Netanyahu won’t transfer terrorists' bodies to Gaza until MIAs returned

Prime Minister Benjamin Netanyahu: "No change in policy of targeted assassinations."

Benjamin Netanyahu and IDF Chief of Staff Aviv Kochavi in Tel Aviv on Tuesday (photo credit: REUTERS)
Benjamin Netanyahu and IDF Chief of Staff Aviv Kochavi in Tel Aviv on Tuesday
(photo credit: REUTERS)
Prime Minister Benjamin Netanyahu promised not to transfer to Gaza the bodies of terrorists held by Israel unless Hamas releases the remains of two slain soldiers, Hadar Goldin and Oron Shaul, presumed to have been killed in the 2014 war.
The families of the two soldiers met with Netanyahu at his office in Jerusalem on Sunday, just four days after Israel reached a ceasefire understanding with Palestinian Islamic Jihad in Gaza to restore calm after two days of violence last week.
Goldin’s parents, Leah and Simha Goldin, reported to the media the pledge Netanyahu made to them, in which he promised not to transfer the bodies of terrorists.
Netanyahu also promised the families that no formal ceasefire deal would be made with respect to Gaza that did not include the return of Goldin and Shaul.
The prime minister told the families he would personally use international channels, including through the UN and donor countries, to ensure the return not only of the remains of the two soldiers, but to also secure the release of the two civilian captives in Gaza, Avera Mengistu and Hisham al-Sayed.

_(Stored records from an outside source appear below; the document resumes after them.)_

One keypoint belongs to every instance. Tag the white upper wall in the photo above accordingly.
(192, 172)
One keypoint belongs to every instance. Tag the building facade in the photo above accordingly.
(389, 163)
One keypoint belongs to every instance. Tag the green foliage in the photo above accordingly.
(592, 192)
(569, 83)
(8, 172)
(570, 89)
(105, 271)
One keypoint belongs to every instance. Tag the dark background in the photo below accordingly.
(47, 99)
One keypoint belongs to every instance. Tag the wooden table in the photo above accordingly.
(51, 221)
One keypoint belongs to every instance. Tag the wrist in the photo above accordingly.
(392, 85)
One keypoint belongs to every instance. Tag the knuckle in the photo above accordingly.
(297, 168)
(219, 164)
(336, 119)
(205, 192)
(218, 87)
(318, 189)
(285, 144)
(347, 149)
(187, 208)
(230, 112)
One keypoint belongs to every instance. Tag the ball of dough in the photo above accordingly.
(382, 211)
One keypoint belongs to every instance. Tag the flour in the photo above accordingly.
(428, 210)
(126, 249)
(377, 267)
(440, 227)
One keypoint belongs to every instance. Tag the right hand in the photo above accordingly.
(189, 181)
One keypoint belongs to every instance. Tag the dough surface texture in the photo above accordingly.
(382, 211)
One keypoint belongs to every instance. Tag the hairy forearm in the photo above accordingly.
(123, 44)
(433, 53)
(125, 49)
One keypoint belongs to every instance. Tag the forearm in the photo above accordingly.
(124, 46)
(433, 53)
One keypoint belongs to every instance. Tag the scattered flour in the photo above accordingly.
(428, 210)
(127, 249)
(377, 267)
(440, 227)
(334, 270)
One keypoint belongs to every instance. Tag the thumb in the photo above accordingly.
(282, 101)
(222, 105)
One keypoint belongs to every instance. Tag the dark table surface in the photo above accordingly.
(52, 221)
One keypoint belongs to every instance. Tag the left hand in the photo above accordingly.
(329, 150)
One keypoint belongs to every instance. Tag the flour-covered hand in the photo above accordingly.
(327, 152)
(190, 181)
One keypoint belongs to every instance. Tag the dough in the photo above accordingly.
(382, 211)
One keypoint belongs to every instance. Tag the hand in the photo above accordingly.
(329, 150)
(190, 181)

Mengistu’s family said they were surprised to learn of the meeting, given that the Prime Minister’s Office had told them the day before that it was canceled.
According to the Prime Minister's Office, Netanyahu updated the Goldin and Shaul families “on the efforts being made to return the boys and on the latest developments. The families raised other courses of action; the prime minister instructed his staff to evaluate the possibilities that were raised.”
Earlier in the day, Netanyahu updated the weekly cabinet on Gaza, telling the ministers that the IDF had not changed its policy of targeted assassinations, and would continue to target its enemies.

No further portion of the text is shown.